I write discharge permits for wastewater treatment plants, telling them how much or how little of what can or can't be in their effluent. You haven't lived until you have smelled the headworks of a treatment plant or a digester working away in the 110 degree CA heat.
 
I'm a software developer that works on software to program smart cards. All those fancy new credit cards you're getting with the chips in them? Not that new, I've been doing this for 15 years.
 
I preform research and testing in the area of high voltage. Most of the research we do is centered around lightning effects and protection systems. The testing we perform is for industry. Objects like bucket trucks for utilities, transmission devices, cabling etc. It is a fun job, great environment and secure.
 
I'm a U.S. Marine. I used to train Marines how to protect themselves In a chemical evironment but now I use modeling software to plot Chemical, Biological, and Nuclear incidents as well as radioactive and toxic industrial material releases within the United States, Canada, Mexico and the Bahamas.

NBC training. I remember that.

I did a ton of hazards analysis when I worked at a DOE facility that had nuclear materials. They sent me to several lengthy courses in Tennessee to learn about plume analysis and modeling. Pretty interesting at the time.
 
Data scientist at a national lab. Get every other friday off, 3 weeks of vacation, an extra week off at christmas, and no one cares if sometimes I get too caught up in research to notice that I've been there for 3 days straight and haven't slept.
 
I supervise the facilities for one of the largest ceiling fan and lighting manufacturers in the world. We make nothing in the half million square feet of warehouse we own. 100% imported from China, India, and Italy. If it's not a computer or printer, it's my problem. 70 + forklifts, the phones and faxes, janitorial, plumbing, electrical, dock equipment, vending machines...all of it. My problems. I also get to stock the bars for our big trade show in Dallas twice a year, so I'm the company booze buyer as well.

For as much as I have on my plate, it's a chill job, and it pays fairly well.
 
Bean counter.
Depending on the time of year we're either doing personal income taxes, cost studies, internal audits, or taxes for co-ops.

Lately I've been redesigning some old tax models that were super cumbersome to use and nearly impossible to understand. They're a lot clearer and more automated now but it takes some work considering it takes 4 different models before a return is ready to go.
 
I work for a bean farm.
I count the beans, and make sure they're all still there.
Well, mostly I manage those who do the actual tallying.
Sometimes I give beans to those we owe beans to.
I make sure no one is stealing our beans.
Every two weeks I divvy out some of the beans to employees, so they'll continue to show up and grow more beans.

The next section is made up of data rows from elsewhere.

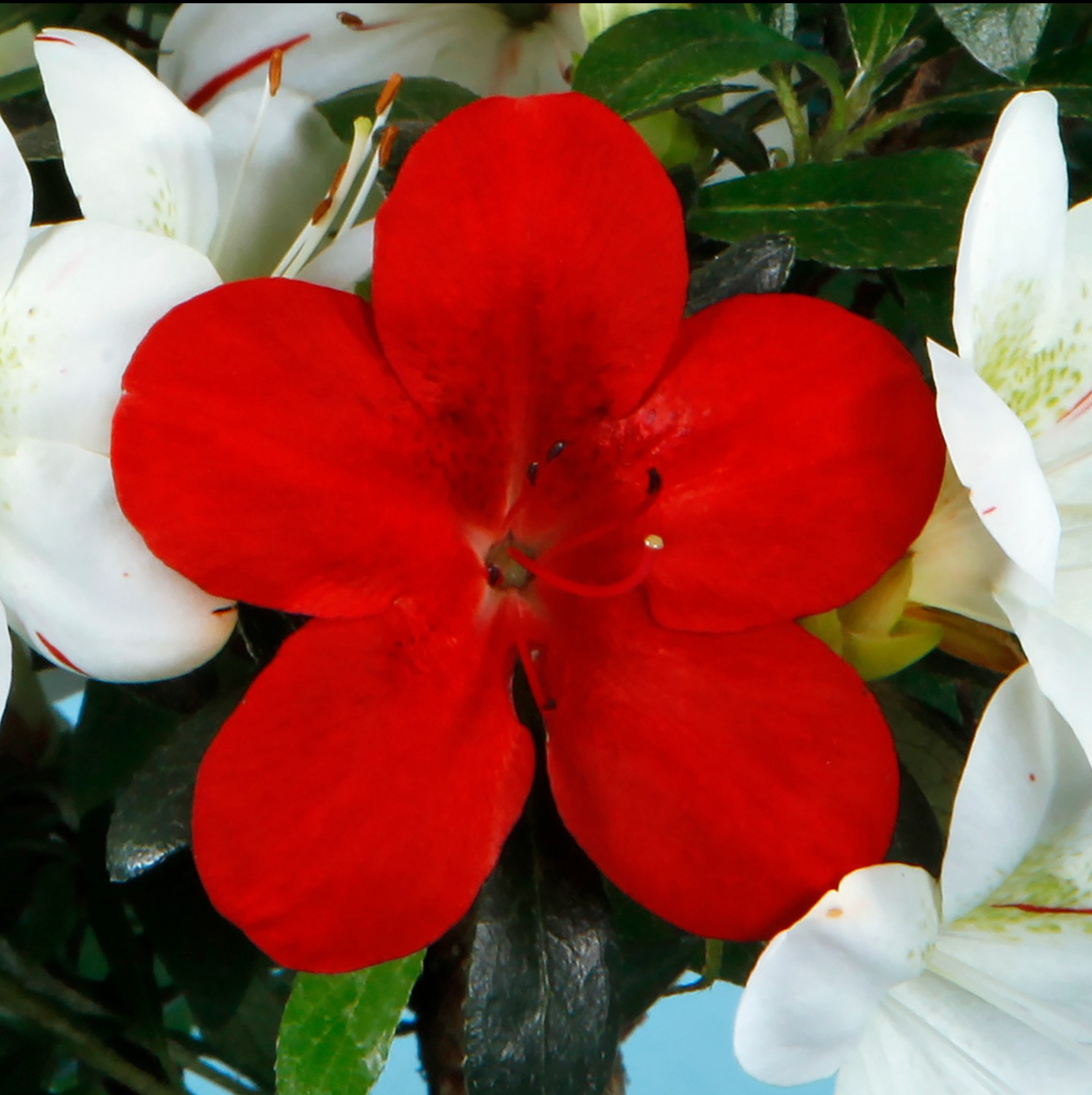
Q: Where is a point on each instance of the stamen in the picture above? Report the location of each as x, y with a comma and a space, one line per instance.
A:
652, 545
206, 93
386, 145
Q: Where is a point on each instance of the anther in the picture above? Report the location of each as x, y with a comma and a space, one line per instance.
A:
276, 66
387, 95
387, 144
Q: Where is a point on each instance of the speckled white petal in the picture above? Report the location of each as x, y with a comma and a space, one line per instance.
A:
134, 155
1027, 778
347, 262
78, 582
17, 200
995, 459
816, 987
956, 563
270, 185
1015, 227
469, 43
83, 300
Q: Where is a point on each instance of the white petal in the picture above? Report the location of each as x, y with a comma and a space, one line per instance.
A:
816, 987
1027, 777
1014, 230
17, 200
208, 48
78, 582
134, 155
83, 300
270, 182
935, 1038
995, 459
347, 262
956, 563
1060, 656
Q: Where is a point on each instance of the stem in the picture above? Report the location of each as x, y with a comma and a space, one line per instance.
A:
793, 112
17, 1001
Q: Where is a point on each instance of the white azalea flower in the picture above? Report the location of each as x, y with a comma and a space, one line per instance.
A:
979, 986
237, 184
1014, 405
76, 579
210, 48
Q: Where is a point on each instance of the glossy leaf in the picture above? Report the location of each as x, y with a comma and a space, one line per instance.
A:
336, 1030
421, 99
663, 60
1001, 36
758, 265
112, 739
876, 29
898, 210
540, 1017
151, 818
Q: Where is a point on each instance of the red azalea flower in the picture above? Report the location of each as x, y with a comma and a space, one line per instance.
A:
470, 473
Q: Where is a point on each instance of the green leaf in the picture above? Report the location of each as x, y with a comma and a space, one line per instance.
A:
876, 29
1001, 36
663, 60
898, 210
336, 1031
114, 736
151, 818
40, 14
423, 100
540, 1017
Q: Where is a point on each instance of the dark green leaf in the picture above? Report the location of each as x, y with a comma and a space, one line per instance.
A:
898, 210
758, 265
20, 84
1001, 36
151, 818
666, 58
338, 1030
421, 99
540, 1017
876, 29
114, 736
208, 959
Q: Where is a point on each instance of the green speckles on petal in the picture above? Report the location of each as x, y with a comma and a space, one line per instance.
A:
1035, 361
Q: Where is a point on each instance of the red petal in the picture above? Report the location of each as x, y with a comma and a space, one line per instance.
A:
352, 807
541, 292
264, 449
800, 456
725, 782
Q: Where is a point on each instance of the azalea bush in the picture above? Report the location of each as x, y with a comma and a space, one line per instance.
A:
512, 512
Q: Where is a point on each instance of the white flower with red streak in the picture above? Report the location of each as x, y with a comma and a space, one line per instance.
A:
76, 579
212, 48
1014, 407
977, 986
238, 184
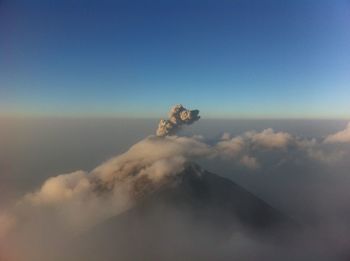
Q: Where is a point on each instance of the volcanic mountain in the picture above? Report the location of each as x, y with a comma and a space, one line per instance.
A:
197, 216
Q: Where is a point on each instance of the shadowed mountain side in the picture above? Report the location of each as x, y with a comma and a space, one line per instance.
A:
197, 217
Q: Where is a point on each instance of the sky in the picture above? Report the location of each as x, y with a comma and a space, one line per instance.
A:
230, 59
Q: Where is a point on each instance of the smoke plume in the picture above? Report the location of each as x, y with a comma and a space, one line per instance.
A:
178, 116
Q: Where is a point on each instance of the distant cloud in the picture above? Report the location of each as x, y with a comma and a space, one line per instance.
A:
339, 137
268, 138
249, 162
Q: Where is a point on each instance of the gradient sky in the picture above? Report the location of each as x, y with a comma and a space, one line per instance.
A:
234, 58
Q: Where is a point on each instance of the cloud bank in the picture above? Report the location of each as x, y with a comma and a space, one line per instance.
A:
78, 201
339, 137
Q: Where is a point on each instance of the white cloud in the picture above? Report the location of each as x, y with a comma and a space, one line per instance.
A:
339, 137
268, 138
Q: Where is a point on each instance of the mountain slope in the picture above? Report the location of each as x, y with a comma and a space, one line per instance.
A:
198, 216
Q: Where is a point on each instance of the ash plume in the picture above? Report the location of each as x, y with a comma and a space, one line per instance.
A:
178, 116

That, and dick around on HBT.

Edit: dammit cheesy
 
Nothing anymore. I retired last year. Before I retired I was active duty Air Force and the department supervisor for the Arab languages. Linguist all 20 years but most of the time was teaching others how to read, write, and speak Arabic and a few of the dialects.
Now, I make beer, bullets, and go to school.
 
Civil Engineer working as a "Sanitary" Engineer for a large city Utility Company. Mostly what I do is help maintain regulatory compliance for the large regional drinking water system as well as a handful of small water systems. We also have a biology/chemistry lab so I work in there sometimes. Best days are field days.
 
One of my summer jobs back in college was working for a startup water treatment technology company. Part of their proprietary process required a certain chemical in pelletized form, but you could only buy it in powdered form. So part of my job was to help run the machines that would turn powder into pellet. Thankfully we only needed to run this production line 1-2 days per week, because that stuff was the worst.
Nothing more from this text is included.